Yesterday, Ezra posted the first part of an interview he did with Stone Brewing's Greg Koch--the irrepressible, irreverent face for the rock n roll side of craft brewing. Many people have voiced criticisms of Greg because of his tendency to voice thoughts as they appear in his brain without the slightest filter--very often impolitic thoughts. This is not one of those criticisms. Rather, I take issue with his history:
"Stone IPA, is the longest full-time production West Coast-style IPA on the planet. We first came out with it in 1997 and have been producing it ever since. I don't think there are any other West Coast style IPAs that have been in production full time longer. That I'm aware of, and I could be wrong."
This is just not right. There are enough caveats in this statement that it's hard to know what Greg's claiming here, but in the inventory of my own drafty memory I can pull one out--BridgePort IPA, introduced in 1996. Perhaps this doesn't meet the narrow definition Greg wants to claim, but if he's looking to place Stone in the place of ur-IPA and craft beer influencer, it's just not persuasive. He continues:
"Arrogant Bastard, considered to be the progenitor of the American strong ale category, Stone Ruination IPA, the very first full-time production double IPA on the planet. Stone Sublimely Self-Righteous Ale, one of the most popular black IPAs and a beer that is credited for helping to popularize the segment. We were not the first by any stretch--of course Greg Noonan in Vermont in the early 1990s was creating black IPA. But we have had the opportunity to do some things that stuck and became perhaps somewhat influential in the craft brewing industry."
Again, from the memory attic, I trundle out Alan Sprints and his work with strong beers in the years before Stone, including Fred.
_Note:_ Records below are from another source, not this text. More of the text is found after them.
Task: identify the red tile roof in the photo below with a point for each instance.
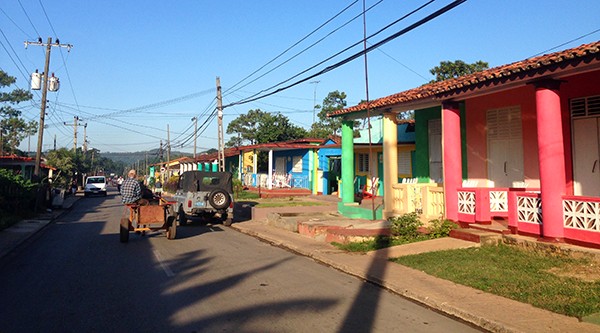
(526, 69)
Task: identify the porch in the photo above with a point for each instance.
(522, 209)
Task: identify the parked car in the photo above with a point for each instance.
(95, 185)
(205, 194)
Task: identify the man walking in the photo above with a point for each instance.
(131, 191)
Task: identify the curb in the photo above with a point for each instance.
(474, 307)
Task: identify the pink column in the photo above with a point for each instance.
(451, 148)
(551, 157)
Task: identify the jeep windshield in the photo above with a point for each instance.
(205, 181)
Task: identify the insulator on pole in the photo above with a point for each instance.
(36, 81)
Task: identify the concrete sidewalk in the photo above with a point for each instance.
(20, 232)
(490, 312)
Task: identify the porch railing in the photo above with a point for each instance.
(425, 199)
(480, 204)
(279, 180)
(582, 213)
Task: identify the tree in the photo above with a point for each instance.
(449, 70)
(13, 128)
(246, 127)
(326, 126)
(262, 127)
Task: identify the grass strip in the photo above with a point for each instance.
(542, 280)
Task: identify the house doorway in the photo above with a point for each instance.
(585, 113)
(505, 146)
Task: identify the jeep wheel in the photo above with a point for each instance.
(171, 227)
(181, 217)
(219, 199)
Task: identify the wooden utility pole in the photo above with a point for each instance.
(38, 154)
(84, 139)
(195, 120)
(221, 154)
(74, 124)
(168, 152)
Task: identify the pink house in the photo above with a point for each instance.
(519, 143)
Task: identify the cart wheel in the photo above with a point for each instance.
(171, 227)
(124, 234)
(228, 220)
(181, 217)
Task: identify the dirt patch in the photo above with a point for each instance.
(588, 271)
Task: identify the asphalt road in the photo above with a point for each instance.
(76, 276)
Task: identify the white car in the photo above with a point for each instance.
(95, 185)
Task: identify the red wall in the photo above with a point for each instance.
(476, 109)
(581, 85)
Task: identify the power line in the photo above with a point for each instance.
(157, 104)
(285, 51)
(16, 25)
(565, 43)
(356, 55)
(312, 45)
(16, 55)
(28, 18)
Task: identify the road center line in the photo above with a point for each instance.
(164, 265)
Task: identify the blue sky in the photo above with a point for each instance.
(138, 66)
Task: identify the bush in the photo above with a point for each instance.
(440, 228)
(406, 225)
(238, 187)
(17, 197)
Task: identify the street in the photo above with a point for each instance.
(75, 276)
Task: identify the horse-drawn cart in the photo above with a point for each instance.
(157, 215)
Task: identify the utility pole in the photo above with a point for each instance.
(168, 152)
(195, 120)
(84, 139)
(221, 154)
(314, 98)
(74, 124)
(48, 45)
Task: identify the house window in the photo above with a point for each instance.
(404, 163)
(363, 162)
(585, 107)
(297, 160)
(435, 149)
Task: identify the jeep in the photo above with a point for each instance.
(205, 194)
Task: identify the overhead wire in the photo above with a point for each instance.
(251, 98)
(310, 46)
(565, 43)
(29, 19)
(356, 55)
(288, 49)
(19, 68)
(16, 25)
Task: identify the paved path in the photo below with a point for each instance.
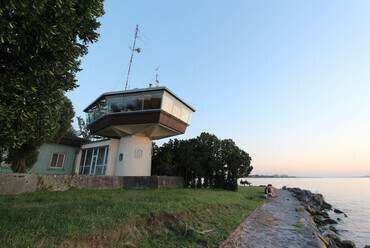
(280, 222)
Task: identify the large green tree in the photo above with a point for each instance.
(204, 161)
(40, 46)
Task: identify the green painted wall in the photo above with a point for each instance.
(46, 151)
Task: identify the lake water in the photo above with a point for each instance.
(351, 195)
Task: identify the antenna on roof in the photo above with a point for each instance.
(138, 50)
(156, 77)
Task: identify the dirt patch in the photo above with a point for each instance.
(183, 224)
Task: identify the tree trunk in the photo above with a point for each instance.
(19, 166)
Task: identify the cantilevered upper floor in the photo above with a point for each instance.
(152, 112)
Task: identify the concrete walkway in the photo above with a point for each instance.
(280, 222)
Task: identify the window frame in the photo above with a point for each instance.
(57, 161)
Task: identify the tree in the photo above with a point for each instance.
(84, 130)
(205, 161)
(40, 44)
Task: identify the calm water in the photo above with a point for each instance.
(351, 195)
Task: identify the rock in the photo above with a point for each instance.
(348, 244)
(338, 211)
(330, 221)
(333, 228)
(335, 240)
(332, 246)
(323, 214)
(317, 219)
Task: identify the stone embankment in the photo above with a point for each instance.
(295, 218)
(318, 208)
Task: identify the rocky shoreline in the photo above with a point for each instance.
(318, 208)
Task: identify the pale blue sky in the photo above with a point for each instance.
(288, 81)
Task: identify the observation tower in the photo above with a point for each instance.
(136, 117)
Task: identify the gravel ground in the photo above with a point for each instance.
(280, 222)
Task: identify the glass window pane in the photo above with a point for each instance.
(115, 104)
(106, 155)
(176, 111)
(86, 170)
(82, 157)
(101, 156)
(99, 170)
(185, 114)
(60, 161)
(88, 157)
(167, 103)
(93, 165)
(152, 101)
(54, 160)
(134, 103)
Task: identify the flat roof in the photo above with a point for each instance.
(124, 92)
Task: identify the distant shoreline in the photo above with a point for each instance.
(268, 176)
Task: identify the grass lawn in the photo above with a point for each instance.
(124, 218)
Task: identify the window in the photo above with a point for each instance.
(94, 161)
(57, 160)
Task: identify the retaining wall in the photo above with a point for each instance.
(15, 183)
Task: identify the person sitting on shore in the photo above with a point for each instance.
(269, 191)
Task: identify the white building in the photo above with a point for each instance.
(130, 120)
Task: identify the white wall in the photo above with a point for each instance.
(137, 157)
(112, 154)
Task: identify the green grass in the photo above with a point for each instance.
(117, 218)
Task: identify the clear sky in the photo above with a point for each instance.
(288, 81)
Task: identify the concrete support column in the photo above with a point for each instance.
(134, 156)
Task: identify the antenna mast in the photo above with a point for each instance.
(156, 77)
(132, 55)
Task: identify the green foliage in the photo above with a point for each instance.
(40, 43)
(84, 130)
(41, 185)
(77, 218)
(205, 161)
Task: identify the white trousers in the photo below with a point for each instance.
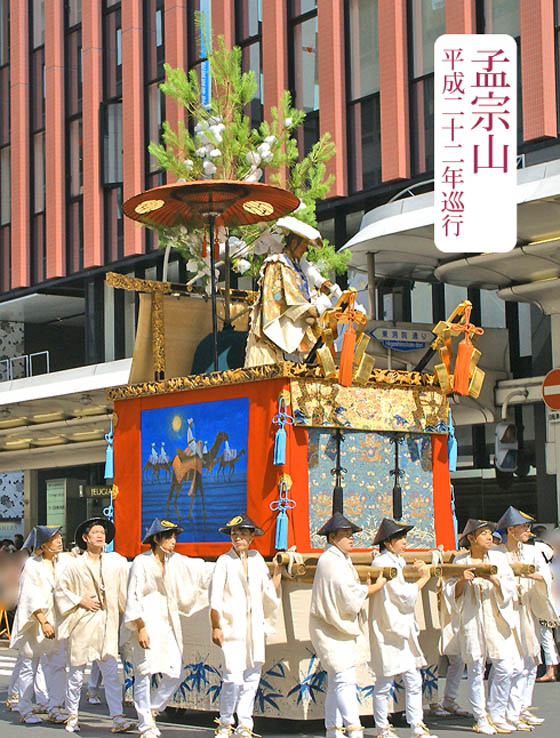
(453, 679)
(413, 698)
(548, 645)
(55, 675)
(147, 698)
(238, 694)
(40, 684)
(13, 686)
(341, 701)
(94, 679)
(113, 688)
(522, 685)
(500, 680)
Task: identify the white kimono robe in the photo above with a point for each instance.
(337, 612)
(394, 643)
(247, 607)
(160, 601)
(531, 602)
(91, 635)
(483, 613)
(36, 592)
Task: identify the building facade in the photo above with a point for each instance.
(79, 103)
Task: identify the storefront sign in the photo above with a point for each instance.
(401, 339)
(475, 143)
(56, 502)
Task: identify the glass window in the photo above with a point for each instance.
(74, 12)
(364, 48)
(502, 16)
(421, 303)
(112, 144)
(299, 7)
(76, 158)
(306, 76)
(249, 18)
(4, 105)
(156, 113)
(39, 172)
(4, 32)
(453, 296)
(38, 23)
(74, 72)
(493, 310)
(428, 22)
(5, 190)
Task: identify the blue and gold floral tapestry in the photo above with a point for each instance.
(369, 458)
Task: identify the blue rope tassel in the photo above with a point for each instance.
(109, 471)
(281, 419)
(282, 505)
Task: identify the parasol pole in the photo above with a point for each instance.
(211, 217)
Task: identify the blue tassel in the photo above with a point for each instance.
(280, 447)
(109, 469)
(281, 541)
(451, 445)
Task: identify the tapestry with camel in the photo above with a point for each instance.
(194, 465)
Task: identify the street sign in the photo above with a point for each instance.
(551, 389)
(402, 339)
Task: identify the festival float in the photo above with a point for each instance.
(198, 440)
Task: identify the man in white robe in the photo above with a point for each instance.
(530, 604)
(163, 586)
(394, 644)
(243, 603)
(90, 595)
(482, 613)
(34, 630)
(336, 621)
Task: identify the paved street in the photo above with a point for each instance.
(95, 723)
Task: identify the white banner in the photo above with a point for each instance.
(475, 143)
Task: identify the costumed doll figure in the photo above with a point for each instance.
(163, 588)
(90, 595)
(338, 625)
(481, 609)
(284, 317)
(34, 632)
(244, 600)
(394, 633)
(531, 603)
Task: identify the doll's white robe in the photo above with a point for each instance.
(162, 602)
(247, 608)
(394, 644)
(91, 636)
(337, 613)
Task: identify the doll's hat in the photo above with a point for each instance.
(90, 522)
(289, 224)
(390, 529)
(513, 516)
(241, 521)
(337, 522)
(472, 526)
(43, 533)
(161, 526)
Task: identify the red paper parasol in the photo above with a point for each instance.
(232, 203)
(209, 203)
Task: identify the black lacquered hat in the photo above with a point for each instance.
(513, 516)
(81, 529)
(337, 522)
(390, 529)
(472, 526)
(241, 521)
(161, 526)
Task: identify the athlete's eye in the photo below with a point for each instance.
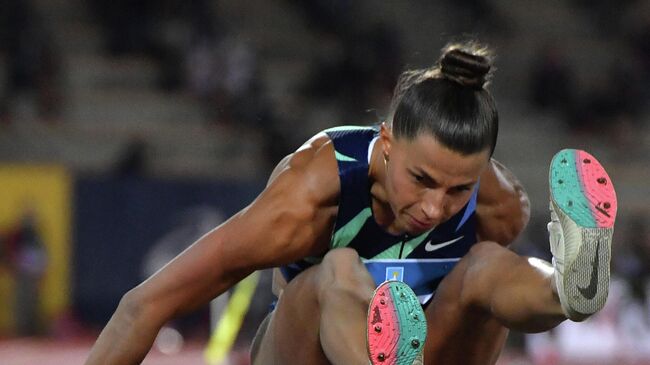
(418, 178)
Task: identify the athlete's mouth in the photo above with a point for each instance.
(420, 225)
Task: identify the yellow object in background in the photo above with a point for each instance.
(45, 193)
(231, 320)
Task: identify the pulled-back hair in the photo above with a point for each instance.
(449, 100)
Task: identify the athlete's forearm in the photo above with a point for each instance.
(127, 337)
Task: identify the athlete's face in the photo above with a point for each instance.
(427, 183)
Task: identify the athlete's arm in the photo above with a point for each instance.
(503, 208)
(289, 220)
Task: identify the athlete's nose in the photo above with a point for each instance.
(433, 205)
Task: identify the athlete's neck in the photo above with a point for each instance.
(381, 210)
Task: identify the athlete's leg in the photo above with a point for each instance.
(490, 289)
(321, 315)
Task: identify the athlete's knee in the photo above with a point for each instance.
(342, 263)
(342, 273)
(486, 253)
(483, 265)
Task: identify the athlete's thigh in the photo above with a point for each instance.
(458, 334)
(291, 335)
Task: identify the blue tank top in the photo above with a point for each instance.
(422, 261)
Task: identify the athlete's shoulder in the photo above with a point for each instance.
(503, 208)
(311, 169)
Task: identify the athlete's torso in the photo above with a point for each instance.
(422, 261)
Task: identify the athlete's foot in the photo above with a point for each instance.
(583, 210)
(397, 326)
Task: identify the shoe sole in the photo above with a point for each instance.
(583, 197)
(397, 326)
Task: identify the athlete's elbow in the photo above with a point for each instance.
(135, 309)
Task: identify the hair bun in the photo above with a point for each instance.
(468, 64)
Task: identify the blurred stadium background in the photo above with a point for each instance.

American barley wines had been been been around years and years. The concept of "double IPA" is an American invention and narrow enough perhaps to support the claim Greg makes--but strong hoppy beers have been around forever and certainly weren't invented by Americans. And I have no doubt that if we had something more reliable than my memory, we could probably find examples of American beers that were earlier than Stone--after all, I came up with examples off the top of my mind. To his credit, Greg cites the history of dark, hoppy English ales made over a hundred years ago as evidence that black IPAs are nothing new. Surely he recognizes that there's nothing really new under the sun, right?

It is a peculiarly American instinct to want to be the first at anything. There's something alluring about staking your place in the short history of American craft brewing, and no harm in that. But to substantiate these claims requires ignoring the centuries of brewing that happened before American craft beer came on the scene, and probably excluding early examples by some other brewery--now perhaps defunct and unable to defend itself--that fails to meet the narrow definitions of style or region. Greg Koch helms one of the most successful breweries in the world and one of the most admired. That's pretty good.